Handbooks of Research on Public Policy series
Edited by Robert Geyer and Paul Cairney
Chapter 13: Modelling complexity for policy: opportunities and challenges
For policy and decision-making, models can be an essential component, as models allow the description of a situation, the exploration of future scenarios, the valuation of different outcomes and the establishment of possible explanations for what is observed. The principle problem with this is the sheer complexity of what is being modelled. A response to this is to use more expressive modelling approaches, drawn from the ‘sciences of complexity’– to use more complex models to try and get a hold on the complexity we face. However, this approach has potential pitfalls as well as opportunities, and it is these that this chapter will attempt to make clear.
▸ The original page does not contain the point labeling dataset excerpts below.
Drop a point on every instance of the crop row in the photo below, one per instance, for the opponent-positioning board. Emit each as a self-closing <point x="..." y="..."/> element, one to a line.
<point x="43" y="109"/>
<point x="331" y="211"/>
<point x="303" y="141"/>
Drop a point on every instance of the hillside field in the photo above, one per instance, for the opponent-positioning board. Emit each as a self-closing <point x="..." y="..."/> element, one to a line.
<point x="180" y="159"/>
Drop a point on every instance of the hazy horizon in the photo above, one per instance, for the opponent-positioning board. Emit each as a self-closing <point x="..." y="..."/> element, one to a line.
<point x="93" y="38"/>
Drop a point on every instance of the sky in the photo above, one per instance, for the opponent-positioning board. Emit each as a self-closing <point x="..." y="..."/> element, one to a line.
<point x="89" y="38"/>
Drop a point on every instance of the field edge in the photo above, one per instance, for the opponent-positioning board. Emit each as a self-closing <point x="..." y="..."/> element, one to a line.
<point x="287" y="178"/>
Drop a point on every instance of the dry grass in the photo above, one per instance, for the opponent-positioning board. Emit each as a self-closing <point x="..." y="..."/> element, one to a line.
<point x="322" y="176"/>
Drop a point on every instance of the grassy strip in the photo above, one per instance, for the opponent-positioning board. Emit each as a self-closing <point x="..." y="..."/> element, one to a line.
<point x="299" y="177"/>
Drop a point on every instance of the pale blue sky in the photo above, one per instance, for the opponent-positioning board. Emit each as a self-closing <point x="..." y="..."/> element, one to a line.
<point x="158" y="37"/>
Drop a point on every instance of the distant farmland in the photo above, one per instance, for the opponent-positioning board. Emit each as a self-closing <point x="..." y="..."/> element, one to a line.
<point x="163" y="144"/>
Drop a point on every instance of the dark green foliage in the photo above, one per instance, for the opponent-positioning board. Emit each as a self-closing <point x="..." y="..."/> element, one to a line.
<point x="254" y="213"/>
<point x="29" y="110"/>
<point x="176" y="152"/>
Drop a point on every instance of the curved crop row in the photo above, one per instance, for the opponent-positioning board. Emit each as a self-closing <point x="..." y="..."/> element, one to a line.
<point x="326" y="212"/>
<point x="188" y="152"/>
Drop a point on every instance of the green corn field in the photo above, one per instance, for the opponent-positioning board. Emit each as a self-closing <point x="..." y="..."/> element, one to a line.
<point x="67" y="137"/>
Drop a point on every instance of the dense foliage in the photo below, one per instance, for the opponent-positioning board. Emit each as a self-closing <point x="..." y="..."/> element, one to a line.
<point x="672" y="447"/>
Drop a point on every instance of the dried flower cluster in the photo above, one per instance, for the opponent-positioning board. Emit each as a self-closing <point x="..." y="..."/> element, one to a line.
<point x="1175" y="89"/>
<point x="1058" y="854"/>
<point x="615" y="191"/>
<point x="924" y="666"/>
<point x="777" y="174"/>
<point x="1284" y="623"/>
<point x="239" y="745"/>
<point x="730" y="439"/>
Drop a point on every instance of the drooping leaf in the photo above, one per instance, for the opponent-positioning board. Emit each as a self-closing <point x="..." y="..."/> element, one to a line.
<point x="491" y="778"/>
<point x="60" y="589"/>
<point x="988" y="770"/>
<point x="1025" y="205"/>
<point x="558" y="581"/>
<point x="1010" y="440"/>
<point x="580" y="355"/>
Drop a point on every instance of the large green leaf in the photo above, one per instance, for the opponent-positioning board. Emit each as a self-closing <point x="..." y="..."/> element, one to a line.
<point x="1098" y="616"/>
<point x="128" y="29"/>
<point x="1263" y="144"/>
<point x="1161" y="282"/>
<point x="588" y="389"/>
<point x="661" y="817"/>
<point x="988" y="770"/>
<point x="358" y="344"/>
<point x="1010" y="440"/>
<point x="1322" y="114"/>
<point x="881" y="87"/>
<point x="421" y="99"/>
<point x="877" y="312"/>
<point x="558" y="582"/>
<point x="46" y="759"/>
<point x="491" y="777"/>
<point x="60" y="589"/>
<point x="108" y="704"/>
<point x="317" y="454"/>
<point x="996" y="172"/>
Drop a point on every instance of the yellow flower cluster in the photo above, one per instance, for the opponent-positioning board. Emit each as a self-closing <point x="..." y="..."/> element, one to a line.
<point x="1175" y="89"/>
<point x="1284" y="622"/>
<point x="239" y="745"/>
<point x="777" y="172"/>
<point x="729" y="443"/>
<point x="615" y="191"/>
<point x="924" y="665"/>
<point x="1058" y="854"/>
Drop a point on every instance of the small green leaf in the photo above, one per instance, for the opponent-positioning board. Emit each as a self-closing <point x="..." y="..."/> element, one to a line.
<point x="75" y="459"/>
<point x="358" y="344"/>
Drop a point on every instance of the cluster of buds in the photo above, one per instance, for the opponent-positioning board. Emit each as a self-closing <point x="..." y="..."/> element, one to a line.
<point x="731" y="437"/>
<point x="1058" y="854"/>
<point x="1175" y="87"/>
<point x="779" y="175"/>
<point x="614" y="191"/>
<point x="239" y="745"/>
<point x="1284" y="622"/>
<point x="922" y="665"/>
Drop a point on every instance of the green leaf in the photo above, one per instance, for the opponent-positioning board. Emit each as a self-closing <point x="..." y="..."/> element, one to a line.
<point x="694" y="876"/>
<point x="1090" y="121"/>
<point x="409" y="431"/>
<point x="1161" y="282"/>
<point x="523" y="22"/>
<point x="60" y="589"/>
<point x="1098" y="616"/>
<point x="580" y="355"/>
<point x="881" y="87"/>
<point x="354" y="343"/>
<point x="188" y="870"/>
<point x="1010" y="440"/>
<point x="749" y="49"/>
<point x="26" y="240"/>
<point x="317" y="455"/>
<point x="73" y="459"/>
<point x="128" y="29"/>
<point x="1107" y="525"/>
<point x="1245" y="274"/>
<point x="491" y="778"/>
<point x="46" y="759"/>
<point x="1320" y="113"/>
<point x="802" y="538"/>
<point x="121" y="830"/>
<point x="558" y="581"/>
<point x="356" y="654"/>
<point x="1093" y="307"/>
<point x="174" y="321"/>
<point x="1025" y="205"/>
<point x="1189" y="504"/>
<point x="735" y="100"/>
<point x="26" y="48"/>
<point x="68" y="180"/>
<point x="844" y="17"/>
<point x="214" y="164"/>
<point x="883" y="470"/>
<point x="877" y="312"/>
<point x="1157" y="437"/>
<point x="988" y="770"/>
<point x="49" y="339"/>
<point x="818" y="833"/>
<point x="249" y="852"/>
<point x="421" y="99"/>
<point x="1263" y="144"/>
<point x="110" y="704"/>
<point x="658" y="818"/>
Thus, we hope to show that more complex modelling approaches can be useful, but also to help people avoid ‘fooling themselves’ in the process. The chapter is basically in three parts: a general discussion about models and their characteristics that will inform the subsequent decision and help the reader understand their potential and difficulties, then a brief review of some of the available techniques, and ending with a review of some models used in a policy context. It thus starts with an examination of the different kinds of model that exist, so that these kinds might be clearly distinguished and not confused. In particular it looks at what it means for a model to be formal. A section follows on the kinds of uses to which such models can be put.